From time to time, the Population Health Blog's consulting business generates supplemental income. When that happens, it gets dropped into the PHB's cash flow and life goes on.
Months later, is the PHB household better off? On one hand, every little bit helps. On the other, total income is the result of many jobs and total well-being is only partially a function of the PHB's bank account. In other words, it's difficult to gauge the one time contribution of a consulting gig to the "outcome" of total income.
It's a classic "noise" (total income) to "signal" (the gig) conundrum.

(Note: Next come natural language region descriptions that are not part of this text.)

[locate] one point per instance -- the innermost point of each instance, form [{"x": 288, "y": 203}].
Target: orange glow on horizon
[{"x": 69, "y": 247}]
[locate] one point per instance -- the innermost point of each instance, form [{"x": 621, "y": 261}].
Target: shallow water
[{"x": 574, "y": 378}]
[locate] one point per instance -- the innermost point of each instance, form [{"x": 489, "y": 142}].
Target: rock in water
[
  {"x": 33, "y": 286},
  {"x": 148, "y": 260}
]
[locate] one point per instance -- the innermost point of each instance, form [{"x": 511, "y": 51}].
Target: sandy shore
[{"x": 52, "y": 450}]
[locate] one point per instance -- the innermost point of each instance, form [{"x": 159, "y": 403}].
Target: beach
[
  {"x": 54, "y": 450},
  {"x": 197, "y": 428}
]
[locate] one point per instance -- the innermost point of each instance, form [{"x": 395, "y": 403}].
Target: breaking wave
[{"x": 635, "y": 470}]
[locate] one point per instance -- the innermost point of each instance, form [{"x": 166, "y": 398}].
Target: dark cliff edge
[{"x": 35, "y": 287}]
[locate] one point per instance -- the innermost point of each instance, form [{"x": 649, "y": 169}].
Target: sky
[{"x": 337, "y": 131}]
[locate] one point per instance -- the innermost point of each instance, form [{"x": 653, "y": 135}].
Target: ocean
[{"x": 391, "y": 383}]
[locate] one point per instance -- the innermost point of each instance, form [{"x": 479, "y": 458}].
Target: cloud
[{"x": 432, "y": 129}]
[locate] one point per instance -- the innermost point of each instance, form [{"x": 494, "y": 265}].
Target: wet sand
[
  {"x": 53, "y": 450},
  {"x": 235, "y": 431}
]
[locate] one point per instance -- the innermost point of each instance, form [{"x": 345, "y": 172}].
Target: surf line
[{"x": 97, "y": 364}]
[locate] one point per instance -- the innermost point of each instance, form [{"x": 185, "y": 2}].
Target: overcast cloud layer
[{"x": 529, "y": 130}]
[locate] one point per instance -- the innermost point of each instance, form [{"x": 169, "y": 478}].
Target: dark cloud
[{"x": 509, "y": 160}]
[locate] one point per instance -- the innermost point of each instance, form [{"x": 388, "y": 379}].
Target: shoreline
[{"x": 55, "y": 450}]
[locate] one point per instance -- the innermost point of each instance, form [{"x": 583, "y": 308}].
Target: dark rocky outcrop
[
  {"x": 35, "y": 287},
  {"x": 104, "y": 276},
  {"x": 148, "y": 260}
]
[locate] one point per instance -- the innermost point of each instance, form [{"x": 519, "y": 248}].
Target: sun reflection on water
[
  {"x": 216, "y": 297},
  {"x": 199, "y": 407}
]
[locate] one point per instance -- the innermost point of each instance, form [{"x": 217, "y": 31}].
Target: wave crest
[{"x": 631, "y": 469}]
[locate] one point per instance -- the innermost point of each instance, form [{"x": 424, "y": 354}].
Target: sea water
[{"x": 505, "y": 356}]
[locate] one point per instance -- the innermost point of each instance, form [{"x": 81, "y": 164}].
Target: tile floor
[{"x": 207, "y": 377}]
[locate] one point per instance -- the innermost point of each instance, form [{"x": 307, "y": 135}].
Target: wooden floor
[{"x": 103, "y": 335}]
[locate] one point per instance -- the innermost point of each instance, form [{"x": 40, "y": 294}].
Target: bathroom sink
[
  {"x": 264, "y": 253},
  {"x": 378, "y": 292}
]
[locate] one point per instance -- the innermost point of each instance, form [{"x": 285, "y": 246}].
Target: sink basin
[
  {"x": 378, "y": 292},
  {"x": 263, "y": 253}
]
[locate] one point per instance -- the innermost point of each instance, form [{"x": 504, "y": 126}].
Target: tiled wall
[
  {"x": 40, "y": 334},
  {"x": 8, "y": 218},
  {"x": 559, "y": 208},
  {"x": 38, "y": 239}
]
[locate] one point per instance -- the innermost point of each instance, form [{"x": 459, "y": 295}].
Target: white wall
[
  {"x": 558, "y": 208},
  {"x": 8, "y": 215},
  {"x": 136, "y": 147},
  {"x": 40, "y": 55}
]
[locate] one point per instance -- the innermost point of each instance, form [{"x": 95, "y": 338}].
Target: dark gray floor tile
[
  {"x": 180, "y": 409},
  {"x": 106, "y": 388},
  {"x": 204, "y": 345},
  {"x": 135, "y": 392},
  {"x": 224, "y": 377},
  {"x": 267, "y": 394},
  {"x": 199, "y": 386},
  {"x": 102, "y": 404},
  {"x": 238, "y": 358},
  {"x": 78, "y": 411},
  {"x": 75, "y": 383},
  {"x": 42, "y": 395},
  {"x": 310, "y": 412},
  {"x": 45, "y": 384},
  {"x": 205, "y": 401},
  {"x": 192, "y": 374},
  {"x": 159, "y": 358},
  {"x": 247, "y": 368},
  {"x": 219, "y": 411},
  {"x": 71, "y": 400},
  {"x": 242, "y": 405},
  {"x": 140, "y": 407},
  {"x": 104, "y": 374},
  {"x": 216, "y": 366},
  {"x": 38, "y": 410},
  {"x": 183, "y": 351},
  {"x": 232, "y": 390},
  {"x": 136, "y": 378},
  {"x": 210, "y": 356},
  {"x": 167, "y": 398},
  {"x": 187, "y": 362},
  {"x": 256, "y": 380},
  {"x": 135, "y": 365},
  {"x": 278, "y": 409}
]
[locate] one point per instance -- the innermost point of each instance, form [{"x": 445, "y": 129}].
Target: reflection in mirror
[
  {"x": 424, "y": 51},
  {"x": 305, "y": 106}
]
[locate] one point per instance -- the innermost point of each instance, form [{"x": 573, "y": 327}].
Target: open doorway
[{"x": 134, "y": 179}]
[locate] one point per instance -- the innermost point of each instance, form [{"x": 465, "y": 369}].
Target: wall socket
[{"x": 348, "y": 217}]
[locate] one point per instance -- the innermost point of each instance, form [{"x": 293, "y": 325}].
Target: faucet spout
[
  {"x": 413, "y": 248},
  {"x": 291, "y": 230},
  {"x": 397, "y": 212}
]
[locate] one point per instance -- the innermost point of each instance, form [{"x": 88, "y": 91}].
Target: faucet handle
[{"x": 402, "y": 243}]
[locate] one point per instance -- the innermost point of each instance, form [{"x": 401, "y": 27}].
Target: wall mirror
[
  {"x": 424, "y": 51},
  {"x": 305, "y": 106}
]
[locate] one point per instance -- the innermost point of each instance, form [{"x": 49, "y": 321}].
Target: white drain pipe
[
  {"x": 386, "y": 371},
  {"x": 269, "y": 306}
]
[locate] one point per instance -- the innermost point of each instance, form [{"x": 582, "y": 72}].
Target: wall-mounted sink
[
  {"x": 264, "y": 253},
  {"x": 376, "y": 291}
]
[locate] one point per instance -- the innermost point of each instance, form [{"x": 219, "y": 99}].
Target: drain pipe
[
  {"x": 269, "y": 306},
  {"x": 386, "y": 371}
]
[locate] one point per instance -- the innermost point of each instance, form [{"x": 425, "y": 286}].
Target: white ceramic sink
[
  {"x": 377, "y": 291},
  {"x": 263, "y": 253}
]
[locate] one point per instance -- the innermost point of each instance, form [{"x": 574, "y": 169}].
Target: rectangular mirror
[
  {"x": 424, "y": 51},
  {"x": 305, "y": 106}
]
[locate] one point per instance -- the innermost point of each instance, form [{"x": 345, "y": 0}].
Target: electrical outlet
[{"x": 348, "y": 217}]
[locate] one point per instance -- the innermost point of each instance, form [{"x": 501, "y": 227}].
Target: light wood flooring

That's how the PHB addressed the problem of this disappointing JAMA article in its conversations with colleagues at today's Medical Home Summit meeting. As readers will recall, this JAMA research showed no statistically significant impact on claims expense for all patients who were attributed to a medical home clinic compared to a parallel population of patients attributed to non-medical home clinics.
To the PHB, "total claims expense" is akin to total income, while the impact on a smaller subpopulation segment of patients with chronic conditions who were at special risk is the "gig." Because of the overwhelming "noise" of insurance claims involving tens of thousands of patients, it's practically impossible to discern the benefit of the medical home for the smaller number of vulnerable patients.
The lesson? While all patients assigned to a medical home clinic won't benefit, some could. Until we understand that, we won't really know the return on investment of this approach to care.